Хотя не знаю, забыла, перестала понимать, что, собственно, нас вдохновляло (или же принуждало?) к столь тесному общению. Уж никак не родство душ и не возраст. Художник, руку набивший на портретах военачальников, с тщательно выписанными на их обширной груди орденами, был старше других жильцов лет на тридцать с гаком, жена его, доцент МГУ, на двадцать его моложе, а их дочка, Ксюша, поздний ребенок, чуть опередила в рождении наших детей. Между тем обращались мы все друг к другу на «ты», преодолев и этот барьер, а уж с остальными не сомневались, что справимся.
Художника называли по отчеству, Борисыч. Гренадерского роста, богатырской стати, не умеющий понижать свой гудящий на низовых регистрах бас, несокрушимо уравновешенный, он был сыном священника, убитого на пороге церкви прихожанами, воспламененными революцией, но его самого религиозный дурман не коснулся, он вырос образцовым советским гражданином, уважающим все, что полагалось уважать.
Овдовев, женился на присватанной друзьями переводчице с хинди, доверившись полностью их рекомендациям. Перевалив шестой десяток, храбро, имея внуков, обзавелся Ксюшей, и в воспитание ее не вмешивался, тут полностью доверившись Марише, второй жене.
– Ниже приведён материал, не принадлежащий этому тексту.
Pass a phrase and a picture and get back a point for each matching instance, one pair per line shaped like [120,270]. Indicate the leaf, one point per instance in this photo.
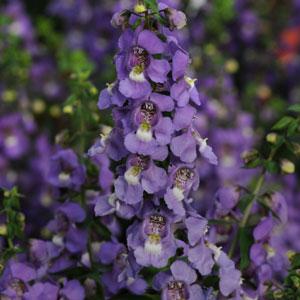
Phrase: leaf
[245,241]
[152,4]
[283,123]
[244,201]
[292,128]
[271,166]
[295,108]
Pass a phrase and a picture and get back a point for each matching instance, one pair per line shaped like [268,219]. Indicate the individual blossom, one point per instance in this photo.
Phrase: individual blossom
[65,170]
[182,179]
[179,283]
[136,65]
[152,131]
[124,273]
[152,239]
[66,233]
[141,175]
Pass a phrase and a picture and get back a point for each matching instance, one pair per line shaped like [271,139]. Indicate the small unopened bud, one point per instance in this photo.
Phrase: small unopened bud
[271,138]
[68,109]
[120,19]
[287,166]
[9,95]
[176,18]
[55,111]
[3,229]
[38,106]
[278,294]
[290,254]
[264,92]
[249,156]
[296,147]
[231,66]
[140,8]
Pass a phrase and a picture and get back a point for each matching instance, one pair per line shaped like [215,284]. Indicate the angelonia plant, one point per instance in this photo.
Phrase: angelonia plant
[158,206]
[156,149]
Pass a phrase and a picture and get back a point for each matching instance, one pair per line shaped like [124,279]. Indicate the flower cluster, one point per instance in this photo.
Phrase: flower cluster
[158,150]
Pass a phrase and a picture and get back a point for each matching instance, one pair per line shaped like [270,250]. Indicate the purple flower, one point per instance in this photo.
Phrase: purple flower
[41,290]
[65,170]
[111,96]
[110,204]
[227,198]
[124,273]
[182,180]
[136,64]
[15,279]
[201,258]
[63,226]
[179,283]
[177,19]
[185,147]
[151,130]
[152,239]
[258,254]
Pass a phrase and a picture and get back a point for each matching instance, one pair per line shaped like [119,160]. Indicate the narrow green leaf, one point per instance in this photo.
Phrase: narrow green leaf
[152,4]
[245,241]
[283,123]
[295,108]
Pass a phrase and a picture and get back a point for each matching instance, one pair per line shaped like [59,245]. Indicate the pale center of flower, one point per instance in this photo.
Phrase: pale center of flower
[112,199]
[64,177]
[137,74]
[110,87]
[183,176]
[144,132]
[11,141]
[190,81]
[132,175]
[176,290]
[18,286]
[58,240]
[156,229]
[153,244]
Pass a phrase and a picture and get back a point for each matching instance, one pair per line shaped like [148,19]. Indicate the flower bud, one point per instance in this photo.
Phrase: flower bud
[287,166]
[120,19]
[177,19]
[3,229]
[140,8]
[38,106]
[271,138]
[231,66]
[68,109]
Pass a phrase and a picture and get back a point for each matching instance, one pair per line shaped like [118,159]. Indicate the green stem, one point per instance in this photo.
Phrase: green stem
[249,207]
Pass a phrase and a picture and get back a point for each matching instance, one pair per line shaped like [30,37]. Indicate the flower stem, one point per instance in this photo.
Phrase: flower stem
[258,186]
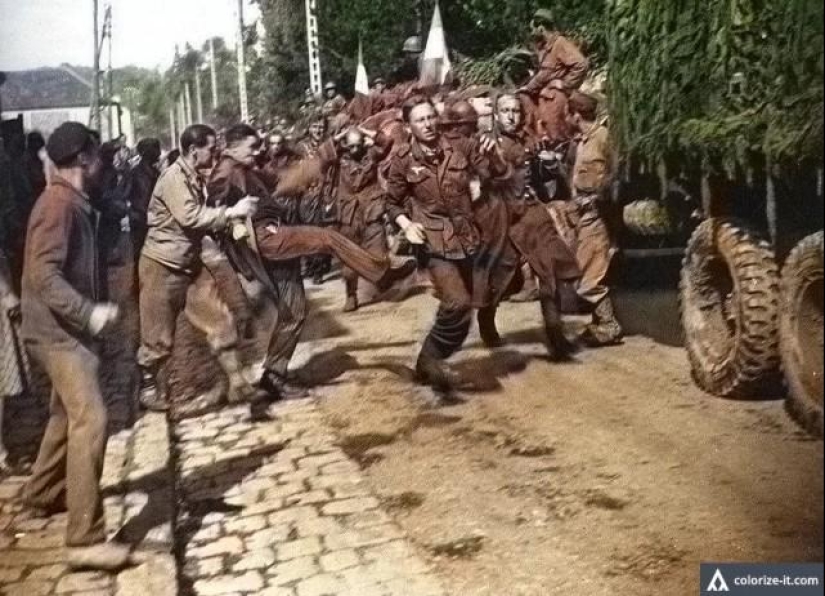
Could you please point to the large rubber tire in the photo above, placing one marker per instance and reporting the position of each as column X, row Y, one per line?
column 801, row 332
column 729, row 295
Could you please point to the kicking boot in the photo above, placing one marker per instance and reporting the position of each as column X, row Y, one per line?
column 396, row 273
column 152, row 397
column 239, row 390
column 278, row 388
column 351, row 304
column 605, row 330
column 487, row 328
column 559, row 348
column 107, row 556
column 431, row 371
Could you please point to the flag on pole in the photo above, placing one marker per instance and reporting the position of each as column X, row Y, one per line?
column 362, row 82
column 436, row 66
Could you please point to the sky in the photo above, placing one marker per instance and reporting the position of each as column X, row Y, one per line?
column 36, row 33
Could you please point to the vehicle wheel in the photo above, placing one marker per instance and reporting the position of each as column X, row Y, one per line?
column 801, row 332
column 729, row 296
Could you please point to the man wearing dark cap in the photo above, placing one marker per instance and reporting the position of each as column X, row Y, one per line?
column 562, row 69
column 62, row 321
column 591, row 180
Мариша с замужеством затянула до сорока, зато успела защитить диссертацию, на кафедре ее ценили, благодарные ученики дарили цветы, шоколад, коньяк, и мы, соседи, с удовольствием пользовались плодами ее успешной карьеры. Скомканное, с нездоровой, серой кожей ее лицо трудно было вообразить молодым, миловидным. Но уж если Маришина внешность не имела значения для ее мужа, то для нас тем более. Собирались чаще всего именно в их квартире, и Мариша, разносторонне одаренная, присев к роялю, исполняла романсы, и ей дружно аплодировали.